PAR (Photosynthetically Active Radiation):

PAR refers to the spectral range of light radiation within the visible range of light which supports photosynthesis, between 400 to 700 nanometers.

PPF (Photosynthetic Photon Flux):

PPF refers to the total amount of photons within the PAR range produced by a lighting fixture each second. This is expressed in micromoles per second (μmol/second).

PPFD (Photosynthetic Photon Flux Density):

PPFD is a measurement of usable photons which reaches one square meter of a given surface every second, and is measured in micromoles per square meter per second (μmol/m2/s). Whereas PPF is a measurement of the total amount of photons produced by a light, PPFD is essentially a spot measurement.

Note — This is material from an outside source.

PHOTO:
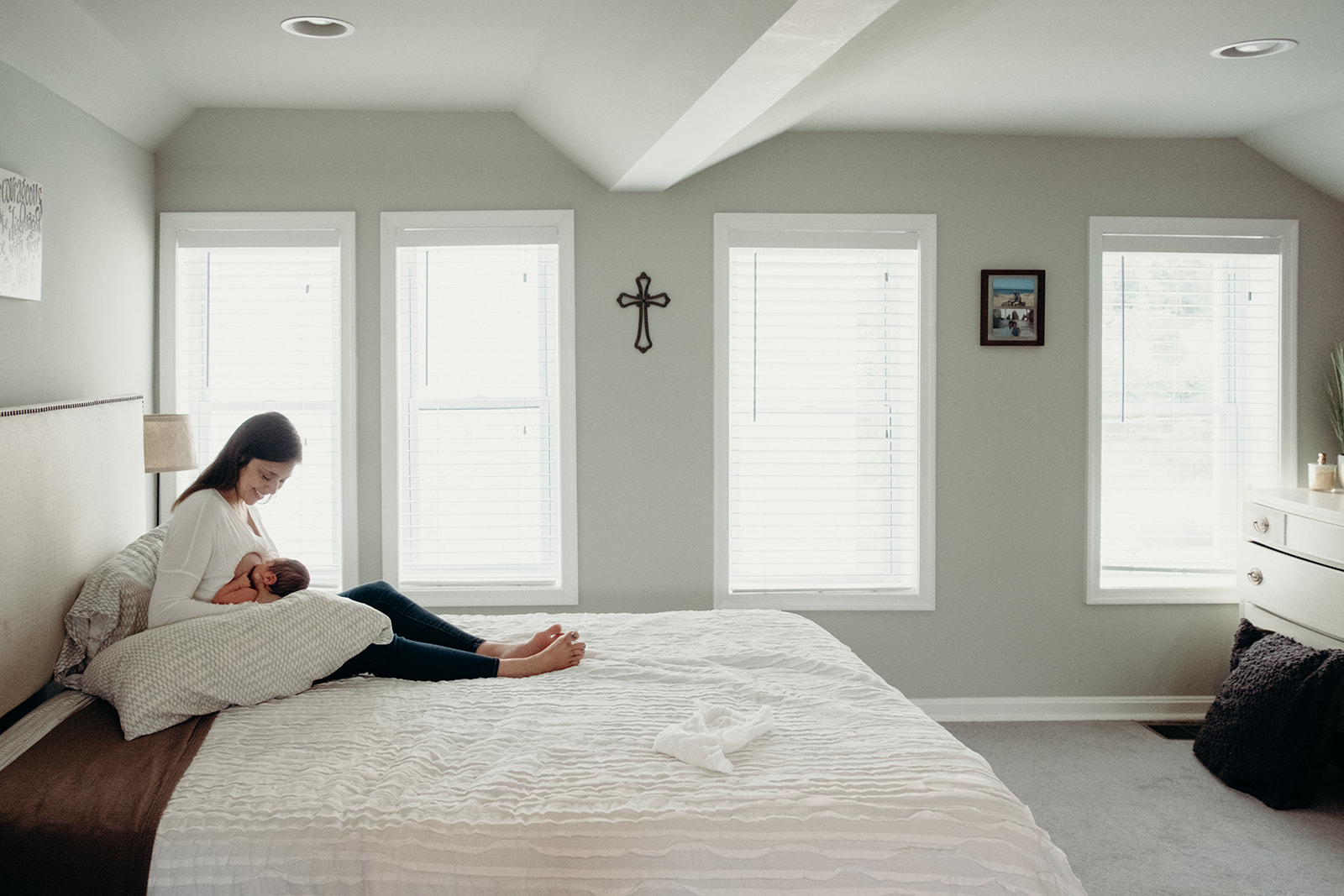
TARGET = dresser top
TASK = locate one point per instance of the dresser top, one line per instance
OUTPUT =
(1327, 506)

Efficacy (Photon Efficacy):

Efficacy is a measurement of how effective a grow light is at converting electrical energy into photosynthetically active radiation. This is calculated by taking the PPF value and dividing it by the measurement of wattage (Joules per second). Therefore, efficacy measures exactly how much usable light a fixture produces every second per watt used. (µmol/J)

Efficacy is not the same as efficiency

White-light LED companies have recently taken to claiming that above all, efficacy is the most important feature of a lighting fixture, some going so far as to boast the efficacy of a single diode, not the entire fixture. They claim a fixture’s spectral quality is secondary to efficacy, and warn against companies that claim their spectrum is specifically tuned for the benefit of plants. However, this is a false assertion and a deliberate misrepresentation of the numbers to mislead consumers.

Efficacy represents a light’s capacity for turning electrical energy into photons, and is merely a measurement of how many photons within the PAR range a fixture emits per second. But since not all light within 400 to 700 nanometers is used by a plant in equal amounts, a light’s spectrum is vital to the growth of plants. It’s become well known that blue light is the most important part of the light spectrum for vegetative growth, while red light is ideal for the flowering cycle. For this reason, reputable LED grow light manufacturers engineer their spectrum to focus on the parts of the spectrum that most benefit plants, not humans.

White-light LEDs produce a large amount of green and yellow light. While these spectrums play a vital role in plant development, they are effective in considerably smaller amounts than red and blue light. Thus the ratio of light spectrum becomes very important. The amount produced by white light LED manufacturers far exceed the amount a plant can actually absorb, and more than 50% of that light is merely reflected from the plant’s surface, increasing the temperature of the grow environment.

White Light LED Spectrum

White Light LED Spectrum

Studies have shown that a low percentage of green light (≤ 24%) actually enhances plant growth, whereas plant growth is inhibited under a higher percentage of green light. Furthermore, green light has been proven to have an antagonistic effect on THC levels. When we look at the above spectrum, we can see that a large percentage of the fixture’s energy is devoted to light within the 500-600nm range. The vast majority of this energy will be wasted, as it will not do much to help with the growth of the plant.

A white-light LED with a great efficacy value can flood a plant with a ton of photons, and the plant will do well enough, however there will be a considerable amount of energy wasted in order to produce that growth. A plant can only absorb so many photons, and they are not absorbed in equal amounts. The vast majority of green and yellow photons will wind up wasted as heat. A fixture with a lower efficacy value and an optimized spectrum with the ideal amount of green and yellow light can provide superior results with considerably less wasted energy.